L’essor de l’économie du savoir ces trente dernières années s’est traduit par l’augmentation marquée des immobilisations incorporelles (ou «intangible assets»). Voilà qui complique la tâche de ceux qui investissent selon un style particulier, car il est plus difficile d’estimer la valeur intrinsèque des sociétés, sachant que tous les secteurs sont aujourd’hui concernés.

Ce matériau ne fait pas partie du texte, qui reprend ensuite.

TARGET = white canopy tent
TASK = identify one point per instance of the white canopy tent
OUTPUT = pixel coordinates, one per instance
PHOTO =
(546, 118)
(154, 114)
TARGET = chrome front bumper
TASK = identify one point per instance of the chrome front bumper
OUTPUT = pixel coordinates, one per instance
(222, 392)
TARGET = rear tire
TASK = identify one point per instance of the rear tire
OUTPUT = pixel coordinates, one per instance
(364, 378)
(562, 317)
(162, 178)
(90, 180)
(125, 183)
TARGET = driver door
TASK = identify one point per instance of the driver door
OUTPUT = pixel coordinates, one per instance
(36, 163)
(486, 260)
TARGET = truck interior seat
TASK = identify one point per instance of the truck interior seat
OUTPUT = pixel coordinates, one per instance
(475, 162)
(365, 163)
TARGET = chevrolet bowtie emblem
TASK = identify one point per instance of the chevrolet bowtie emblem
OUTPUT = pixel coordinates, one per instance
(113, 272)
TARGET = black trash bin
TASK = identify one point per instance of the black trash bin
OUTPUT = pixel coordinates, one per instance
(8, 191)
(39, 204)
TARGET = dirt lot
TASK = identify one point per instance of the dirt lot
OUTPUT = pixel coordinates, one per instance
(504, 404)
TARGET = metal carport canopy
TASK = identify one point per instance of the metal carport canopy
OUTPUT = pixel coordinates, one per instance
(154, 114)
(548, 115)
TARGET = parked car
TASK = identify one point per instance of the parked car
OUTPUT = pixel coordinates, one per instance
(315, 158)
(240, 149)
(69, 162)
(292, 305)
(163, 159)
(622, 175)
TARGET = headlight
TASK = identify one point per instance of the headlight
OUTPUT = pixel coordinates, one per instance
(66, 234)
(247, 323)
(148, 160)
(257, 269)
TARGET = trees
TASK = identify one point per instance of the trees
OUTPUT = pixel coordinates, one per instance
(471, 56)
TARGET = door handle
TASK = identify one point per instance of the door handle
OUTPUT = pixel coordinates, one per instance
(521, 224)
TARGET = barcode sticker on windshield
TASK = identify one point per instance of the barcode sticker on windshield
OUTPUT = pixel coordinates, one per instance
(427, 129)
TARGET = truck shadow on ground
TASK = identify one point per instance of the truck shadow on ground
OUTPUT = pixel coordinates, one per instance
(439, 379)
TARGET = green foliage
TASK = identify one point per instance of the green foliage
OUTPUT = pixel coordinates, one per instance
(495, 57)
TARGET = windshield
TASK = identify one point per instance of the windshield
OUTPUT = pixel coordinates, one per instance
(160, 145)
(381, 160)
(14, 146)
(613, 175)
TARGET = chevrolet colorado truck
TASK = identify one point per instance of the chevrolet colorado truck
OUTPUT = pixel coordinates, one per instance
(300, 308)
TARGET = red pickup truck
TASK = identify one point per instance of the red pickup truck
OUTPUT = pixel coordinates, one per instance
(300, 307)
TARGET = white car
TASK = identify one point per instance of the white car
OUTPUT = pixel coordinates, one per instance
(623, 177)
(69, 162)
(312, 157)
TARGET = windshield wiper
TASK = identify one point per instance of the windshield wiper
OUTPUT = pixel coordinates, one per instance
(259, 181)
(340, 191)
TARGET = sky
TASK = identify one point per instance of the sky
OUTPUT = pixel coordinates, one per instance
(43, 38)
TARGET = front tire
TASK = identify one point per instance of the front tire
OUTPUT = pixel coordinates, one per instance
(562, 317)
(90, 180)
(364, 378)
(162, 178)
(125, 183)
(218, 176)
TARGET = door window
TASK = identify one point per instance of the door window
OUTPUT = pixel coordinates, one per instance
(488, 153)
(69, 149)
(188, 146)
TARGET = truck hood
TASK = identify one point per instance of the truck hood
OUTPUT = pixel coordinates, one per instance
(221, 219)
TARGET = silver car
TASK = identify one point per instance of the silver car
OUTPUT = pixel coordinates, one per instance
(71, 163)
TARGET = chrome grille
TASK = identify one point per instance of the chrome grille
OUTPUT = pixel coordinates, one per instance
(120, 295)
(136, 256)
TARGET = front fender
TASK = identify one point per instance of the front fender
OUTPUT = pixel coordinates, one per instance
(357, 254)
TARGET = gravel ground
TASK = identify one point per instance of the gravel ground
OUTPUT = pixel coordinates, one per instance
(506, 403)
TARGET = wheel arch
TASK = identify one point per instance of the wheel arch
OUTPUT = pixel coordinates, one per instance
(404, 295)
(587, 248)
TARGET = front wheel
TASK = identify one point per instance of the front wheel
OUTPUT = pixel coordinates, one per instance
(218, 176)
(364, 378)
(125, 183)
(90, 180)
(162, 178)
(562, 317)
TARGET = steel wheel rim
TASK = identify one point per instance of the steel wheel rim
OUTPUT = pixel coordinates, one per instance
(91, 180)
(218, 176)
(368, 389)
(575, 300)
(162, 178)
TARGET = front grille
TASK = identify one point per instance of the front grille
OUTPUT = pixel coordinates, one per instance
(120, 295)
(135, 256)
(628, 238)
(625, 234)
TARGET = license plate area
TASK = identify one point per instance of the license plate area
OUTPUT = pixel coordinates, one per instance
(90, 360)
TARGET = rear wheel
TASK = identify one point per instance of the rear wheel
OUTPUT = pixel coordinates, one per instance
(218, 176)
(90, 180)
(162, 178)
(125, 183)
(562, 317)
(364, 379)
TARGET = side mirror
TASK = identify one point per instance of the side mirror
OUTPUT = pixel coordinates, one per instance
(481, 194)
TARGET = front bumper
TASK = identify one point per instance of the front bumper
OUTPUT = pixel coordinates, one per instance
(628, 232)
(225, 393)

Si les approches classiques de valorisation n’en perdent pas pour autant de leur utilité, les investisseurs doivent cependant les ajuster pour déterminer la juste valeur des entreprises. Pour y pallier, certains ont tenté de systématiser ces ajustements7 en incluant par exemple les investissements en recherche et développement (R&D), voire certaines charges d’exploitation. Mais la part des immobilisations incorporelles pourrait malgré tout demeurer largement sous-estimée dans le capital organisationnel – un thème qui s’est considérablement développé8 et qui est souvent propre à chaque entreprise. Et on ne peut s’en tenir à une évaluation quantitative, car la plupart de ces éléments sont difficiles à mesurer, ils ne figurent pas dans les états financiers et nécessitent différentes méthodes d’amortissement pour traduire leur contribution réelle au bénéfice. D’où l’intérêt de la recherche fondamentale, qui tient compte à la fois de l’analyse au cas par cas de chaque société, et de l’aspect qualitatif.

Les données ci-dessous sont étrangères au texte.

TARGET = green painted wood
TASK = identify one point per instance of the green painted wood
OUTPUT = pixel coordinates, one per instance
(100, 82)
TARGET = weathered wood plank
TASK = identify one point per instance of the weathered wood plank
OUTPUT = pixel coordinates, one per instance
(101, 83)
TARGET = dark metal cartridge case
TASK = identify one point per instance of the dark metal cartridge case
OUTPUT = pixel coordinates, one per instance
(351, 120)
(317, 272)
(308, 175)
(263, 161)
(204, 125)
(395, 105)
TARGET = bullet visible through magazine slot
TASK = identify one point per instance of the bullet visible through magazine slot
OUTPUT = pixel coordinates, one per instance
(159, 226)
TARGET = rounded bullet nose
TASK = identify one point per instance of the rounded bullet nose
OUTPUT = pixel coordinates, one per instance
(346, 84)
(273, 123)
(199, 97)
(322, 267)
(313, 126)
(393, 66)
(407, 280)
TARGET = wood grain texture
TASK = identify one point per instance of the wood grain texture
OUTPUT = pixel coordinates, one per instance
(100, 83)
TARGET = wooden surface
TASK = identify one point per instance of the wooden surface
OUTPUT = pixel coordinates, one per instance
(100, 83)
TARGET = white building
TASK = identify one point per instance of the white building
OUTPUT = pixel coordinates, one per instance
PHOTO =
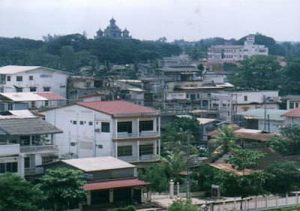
(32, 79)
(234, 53)
(30, 100)
(25, 143)
(107, 128)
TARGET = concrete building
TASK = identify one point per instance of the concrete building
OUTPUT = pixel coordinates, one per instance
(109, 181)
(267, 120)
(107, 128)
(25, 143)
(32, 79)
(235, 53)
(30, 100)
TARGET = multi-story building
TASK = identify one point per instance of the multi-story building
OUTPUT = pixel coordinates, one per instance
(32, 79)
(25, 143)
(107, 128)
(235, 53)
(29, 100)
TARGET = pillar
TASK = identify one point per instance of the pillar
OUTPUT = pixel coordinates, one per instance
(111, 196)
(171, 184)
(88, 198)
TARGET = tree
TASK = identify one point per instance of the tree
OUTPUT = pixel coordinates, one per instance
(245, 158)
(18, 194)
(62, 188)
(182, 205)
(258, 73)
(283, 177)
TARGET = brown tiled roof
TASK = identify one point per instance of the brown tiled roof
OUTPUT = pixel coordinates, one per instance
(292, 113)
(119, 108)
(126, 183)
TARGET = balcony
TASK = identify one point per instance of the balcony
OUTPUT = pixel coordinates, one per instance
(39, 149)
(34, 171)
(142, 134)
(9, 149)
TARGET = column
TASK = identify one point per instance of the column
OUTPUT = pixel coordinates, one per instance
(111, 196)
(138, 149)
(88, 198)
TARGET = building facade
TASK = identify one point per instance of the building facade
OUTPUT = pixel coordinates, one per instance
(32, 79)
(107, 128)
(235, 53)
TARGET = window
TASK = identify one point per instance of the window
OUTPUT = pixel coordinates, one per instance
(105, 127)
(146, 149)
(8, 167)
(19, 78)
(27, 162)
(46, 89)
(19, 89)
(125, 150)
(146, 125)
(32, 89)
(125, 127)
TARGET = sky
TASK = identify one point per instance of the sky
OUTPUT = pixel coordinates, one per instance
(151, 19)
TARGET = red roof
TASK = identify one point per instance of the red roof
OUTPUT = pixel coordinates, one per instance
(292, 113)
(115, 184)
(119, 108)
(50, 96)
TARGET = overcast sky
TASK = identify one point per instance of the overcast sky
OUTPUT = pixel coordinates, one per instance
(151, 19)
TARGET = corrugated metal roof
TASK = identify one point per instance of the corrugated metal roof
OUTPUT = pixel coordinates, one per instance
(274, 114)
(13, 69)
(115, 184)
(27, 126)
(119, 108)
(98, 164)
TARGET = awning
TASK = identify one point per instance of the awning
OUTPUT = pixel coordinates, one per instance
(115, 184)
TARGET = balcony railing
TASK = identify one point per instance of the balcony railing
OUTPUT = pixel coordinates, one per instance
(9, 149)
(141, 134)
(34, 171)
(39, 148)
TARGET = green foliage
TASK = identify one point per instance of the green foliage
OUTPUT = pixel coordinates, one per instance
(176, 134)
(283, 177)
(182, 205)
(245, 158)
(18, 194)
(289, 141)
(157, 176)
(73, 51)
(62, 188)
(258, 73)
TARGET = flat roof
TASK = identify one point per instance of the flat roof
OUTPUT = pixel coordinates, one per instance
(126, 183)
(98, 164)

Les technologies s’infiltrant dans un nombre croissant d’entreprises et de secteurs, les immobilisations incorporelles sont appelées à prendre encore plus d’importance dans les bilans. Un cadre «value vs. growth» classique, qui distingue les actions en fonction d’indicateurs de valorisation ne restituant que partiellement le processus de création de valeur de l’entreprise, n’est pas (ou plus) d’un grand secours pour les investisseurs qui recherchent les gagnants à long terme.

Conséquences pour les investisseurs de long terme

Compte tenu des changements séculaires décrits ci-dessus, il y a lieu de se demander si les cycles de rotation entre titres «value» et «growth» se perpétueront. À l’évidence, les deux styles d’investissement étant aujourd’hui plus nuancés, il devient plus difficile de les considérer de manière séparée. À la place, les investisseurs pourraient envisager de sélectionner, dans les deux univers, les titres qui leur permettront d’atteindre leurs objectifs d’appréciation du capital et de revenu.

 

1 Indice MSCI World à fin décembre 2020. Source: «Le moment est venu de repenser le cadre «value» vs. «growth»», Capital Group, mai 2021 2.
2 Source: Agence internationale de l’énergie.
3 Sources: Deloitte, PwC, Boston Consulting Group.
4 Données de 2015 à 2020. Sources: Statista.
5 Sources: «Twenty-five years of digitization: Ten insights into how to play it right», McKinsey Global Institute, mai 2019.
6 Données au 31 décembre 2000 et au 31 décembre 2020. Sources: FactSet.
7 Exemples: initiatives de Research Affiliates et Empirical Partners.
8 Sources: «Organizational Capital: A CEO’s guide to measuring and managing enterprise intangibles», Baruch Lev, Suresh Radhakrishnan, Peter C. Evans, janvier 2016.